Vous mettez le développement durable au cœur de vos préconisations en matière de cloud…

Alors que les organisations prennent de plus en plus des engagements de neutralité carbone, voire de net zéro carbone, les DSI ont tendance à voir leur empreinte fortement augmenter dans ce domaine. Ce constat nous met en responsabilité de proposer à nos clients des clouds plus orientés développement durable. Mais aussi de leur conseiller de redévelopper leurs applications pour les rendre plus efficientes en consommation d'énergie.

Avec l'explosion du coût des data centers, nous sommes confrontés par ailleurs à une problématique d'efficience du modèle opérationnel. Un enjeu qui va, de facto, au-delà de la sobriété associée à l'enjeu fondamental de la transition vers un modèle plus durable. Du coup, cette question qui était presque absente du débat il y a un an est désormais inscrite au cœur de la politique de conception globale des produits et services numériques.

Vous avez comme ambition de doubler de taille d'ici cinq ans. Comment cet objectif va-t-il se traduire en termes de stratégie ?

Cet objectif passera à la fois par une croissance organique et par des acquisitions. Des opérations qui visent à enrichir notre expertise en cohérence avec nos positionnements (le cloud, la cybersécurité, l'automation... ndlr) ou nos géographies (EMEA, ndlr). Parmi les derniers rachats que nous avons réalisés figurent ceux de Cloudeon et d'Integrity, tous deux spécialisés dans les services managés, le premier orienté Microsoft Azure, et le second en cybersécurité.

"Sur l'année, nous visons entre trois et cinq rachats"

La mise en œuvre de ce nouveau cap sera précisée lors de l'annonce de notre prochain plan stratégique qui sera dévoilé d'ici début 2025. Cette année, nous tablons sur une croissance organique de 10 à 12%. Sur l'année, nous avons prévu de recruter 1 500 nouveaux collaborateurs au niveau du groupe hors acquisitions dont 750 en France (Devoteam compte 10 000 salariés dans 18 pays en Europe, au Moyen-Orient et en Afrique, ndlr).

Quels sont vos objectifs d'acquisitions pour 2023 ?

Nous avons quelques discussions en cours. Sur l'année, nous visons entre trois et cinq rachats du type de ceux que nous avons déjà pu boucler. Nous sommes très à l'écoute des opportunités, à la fois sur les créneaux de la data, de la cybersécurité et du développement cloud natif.

Qu'en est-il de vos partenariats signés en France sur le segment du cloud de confiance ?

Nous avons conclu dans ce domaine des accords avec OVHCloud et Google-Thales.

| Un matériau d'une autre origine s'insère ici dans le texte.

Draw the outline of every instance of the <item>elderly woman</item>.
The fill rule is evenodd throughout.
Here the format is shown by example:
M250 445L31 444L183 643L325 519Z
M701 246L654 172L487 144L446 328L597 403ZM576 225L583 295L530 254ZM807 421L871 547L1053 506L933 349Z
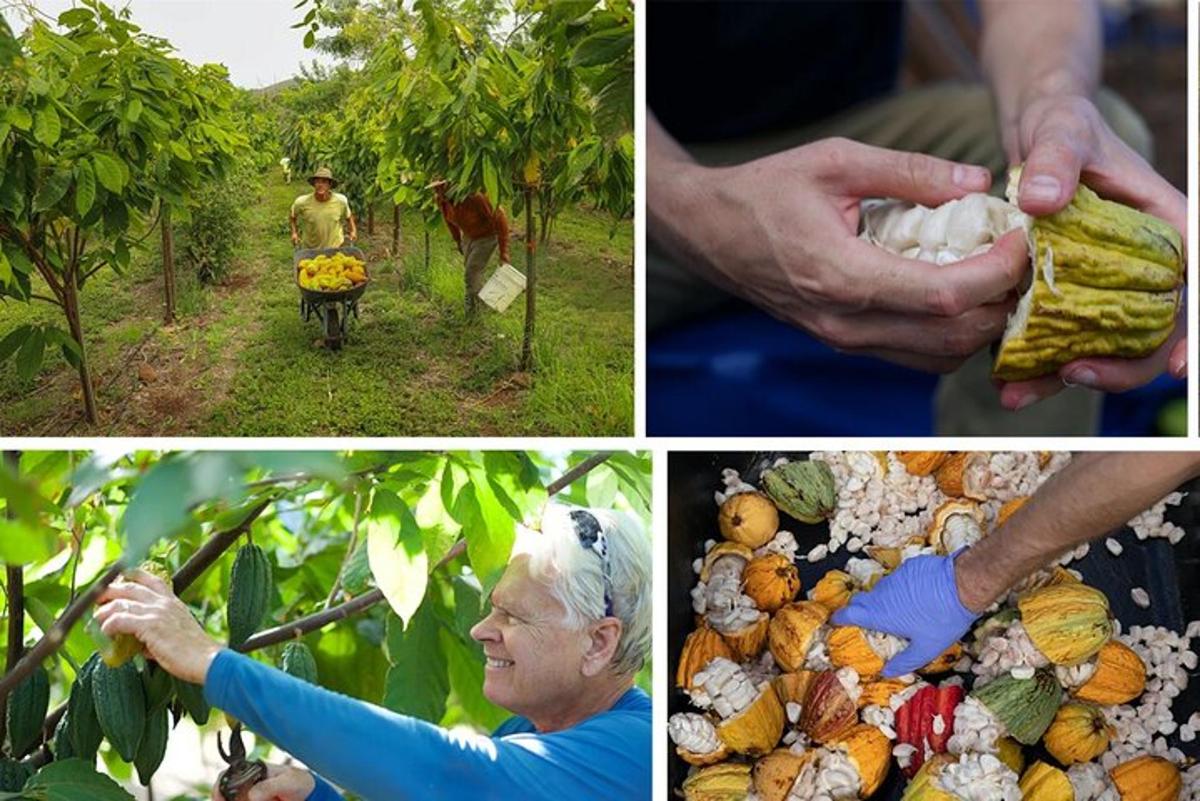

Nous annoncerons de nouveaux partenariats en France dans la souveraineté d'ici la fin de l'année. Pourquoi ? Parce que les offres de cloud souverain ne ciblent pas toutes les typologies d'entreprise et tous les secteurs avec les mêmes critères.

Sébastien Chevrel est directeur général groupe de l'entreprise de services du numérique (ESN) Devoteam. Il rejoint le groupe de Godefroy et Stanislas de Bentzmann en 2012 comme vice-président exécutif France et Benelux. Il devient directeur opérationnel en 2014 avant d'être promu directeur général mi-2020. Précédemment, Sébastien Chevrel a occupé des postes à responsabilité chez Altran, ainsi qu'un poste de vice-président pour le consortium d'écoles d'ingénieurs Yncréa.